Сколько пролежала у него Настя Гаврилова в первый раз? Месяца три? После паралича ног это еще немного. Освоила хождение заново, передвигалась. Ну, не бегом, конечно, но уже сама могла добрести до школы. И казалось, оба они выиграли бой.
И вот когда белокурая Настя снова вернулась к нему в ту самую палату, где лежала два года назад, безнадежно изуродованная новым параличом, Олег впервые потерял самообладание. Метался по городу, звонил каким-то коллегам, созывая консилиум. Потом позвонил Жаку Дюруа, чей доклад о новых данных по рассеянному склерозу он слышал в Париже той весной, а вечером, часам к восьми, приплелся к Родиону.
Многое важное стерлось теперь в его памяти из встречи с Родькой в тот день, когда он добивался невозможного для Насти, но многое другое отпечаталось с поразительной, фотографической точностью.
…Помнится, Родион сидел на диване. Рядом на стуле стоял термос, тарелка с сыром, в кофейник с водой был всунут кипятильник, над секретером, чуть освещая комнату, висело старинное бра. В комнате было очень мало мебели: стол, полки с книгами, неизменная ваза с цветами.
Олег поражался этому умению Родьки жить холостяком как семейному. В холодильнике всегда найдется масло, мясо, яйца. И пыли в квартире не видно. Правда, тогда еще мать была жива.

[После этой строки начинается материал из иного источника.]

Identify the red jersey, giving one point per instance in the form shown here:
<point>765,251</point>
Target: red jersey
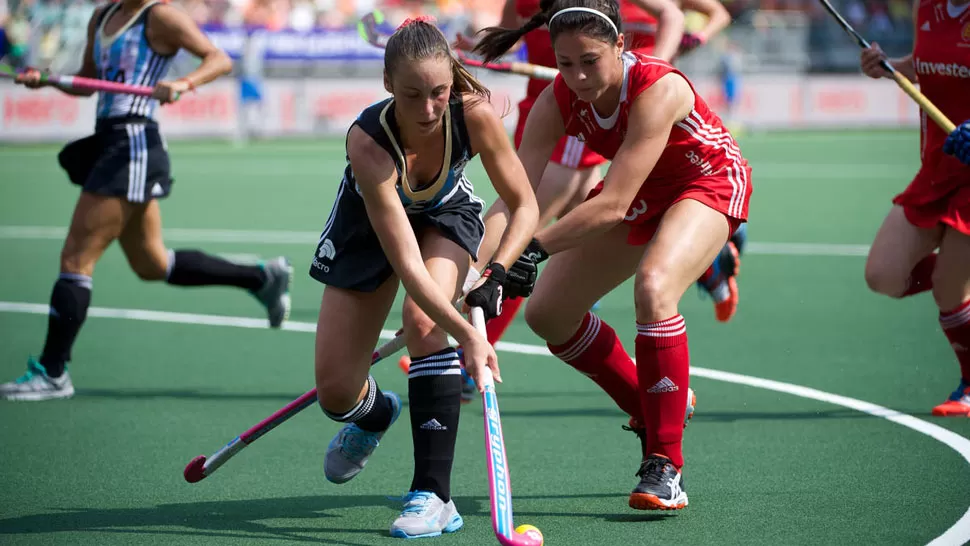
<point>941,58</point>
<point>538,46</point>
<point>699,147</point>
<point>639,27</point>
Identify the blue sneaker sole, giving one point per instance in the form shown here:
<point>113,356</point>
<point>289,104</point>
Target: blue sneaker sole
<point>454,524</point>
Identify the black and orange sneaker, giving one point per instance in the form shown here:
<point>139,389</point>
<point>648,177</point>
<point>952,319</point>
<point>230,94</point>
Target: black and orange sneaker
<point>957,405</point>
<point>661,486</point>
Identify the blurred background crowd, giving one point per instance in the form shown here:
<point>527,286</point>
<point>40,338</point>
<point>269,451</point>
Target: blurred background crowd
<point>775,35</point>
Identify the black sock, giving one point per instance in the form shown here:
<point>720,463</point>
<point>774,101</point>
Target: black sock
<point>434,395</point>
<point>373,413</point>
<point>195,268</point>
<point>69,307</point>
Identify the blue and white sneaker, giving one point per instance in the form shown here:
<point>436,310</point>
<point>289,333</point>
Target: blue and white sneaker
<point>720,282</point>
<point>425,515</point>
<point>740,238</point>
<point>275,292</point>
<point>352,446</point>
<point>36,385</point>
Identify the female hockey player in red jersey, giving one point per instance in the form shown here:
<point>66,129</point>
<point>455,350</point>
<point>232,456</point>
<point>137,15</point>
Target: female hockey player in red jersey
<point>675,191</point>
<point>924,242</point>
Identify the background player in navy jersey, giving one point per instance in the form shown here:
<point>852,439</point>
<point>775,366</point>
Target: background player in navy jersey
<point>123,169</point>
<point>406,214</point>
<point>924,242</point>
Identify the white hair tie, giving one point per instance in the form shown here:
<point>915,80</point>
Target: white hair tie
<point>585,10</point>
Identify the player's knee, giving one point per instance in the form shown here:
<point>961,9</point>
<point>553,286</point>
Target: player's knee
<point>541,316</point>
<point>949,288</point>
<point>884,280</point>
<point>336,392</point>
<point>73,260</point>
<point>653,294</point>
<point>421,333</point>
<point>149,269</point>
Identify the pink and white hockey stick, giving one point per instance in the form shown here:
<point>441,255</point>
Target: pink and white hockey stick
<point>89,84</point>
<point>201,467</point>
<point>499,482</point>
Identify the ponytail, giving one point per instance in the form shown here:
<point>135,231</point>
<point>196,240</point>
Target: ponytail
<point>465,82</point>
<point>497,40</point>
<point>599,19</point>
<point>417,39</point>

«Раздевайся, – сказал Родион. – Сейчас кофе сварю». «Зачем?..» – махнул рукой Олег и сел не раздеваясь. «Ты что, на вокзале?» – одернул его Родька. Олег неохотно стянул куртку. «Может, по сто? А?.. Ну как знаешь, тогда я тебе о Боброве расскажу и о трех его музах». «Валяй о музах, – вяло улыбнулся Олег, сразу почувствовав облегчение. Непостижимая способность Родьки переключать разговор на своих подзащитных всегда умиляла Олега. – Ладно уж, – устало прислонился он к спинке кресла, – кофе давай, меня мутит от усталости. И водки, пожалуй».
Когда Олег отхлебнул водки и запил кофе по-турецки, которым так гордился Родька, наступило легкое возбуждение, отодвинувшее в глубину сознания острую боль бессилия. Мысли не цеплялись так стойко за одно и то же. Все пришло в движение и притупилось одновременно. Ну какой он, к черту, собеседник?
А Родьку уже понесло. «Послушай, ты когда-нибудь задумывался, во что обходится обществу клевета? А? – дернулся он навстречу Олегу. – Или ты только арию о клевете слышал? Господина Россини? – Он курил и бегал по комнате. – Почему так несоразмерны последствия клеветы и наказания за нее? Я уже не говорю, что оговор невинного стоит расходов на длительное следствие, приходится отрывать множество людей от дела. Но главное – неизбежные нервные срывы, почти обязательная потеря репутации… Идем дальше. Предположим, невиновный даже оправдан. Но перед кем? Перед кучкой родственников, свидетелей, находившихся в зале. А на работе, в подъезде, на улице? Кто-то знает правду, а большинство наслышано уже о какой-то судимости, человека начинают сторониться. А клеветнику что – он-то запросто пошел домой. Он ведь всегда при бульоне. Не вышло засудить – нервы потрепал, отомстил, и то хлеб».
Олег не реагировал. Теперь, после трех рюмок, голова его налилась чем-то плотным, ему хотелось уйти, заснуть где-нибудь в сторонке. Но он знал, что спать не сможет. «Не веришь? Ты думаешь, это из области предположений? Нет, друг, излагаю под непосредственным впечатлением сегодняшнего заседания суда». «А можно без деталей?» – попросил Олег. «Попытаюсь».
Олег выпил еще кофе и опустил голову. Если не смотреть на Родиона, а просто следить за его голосом?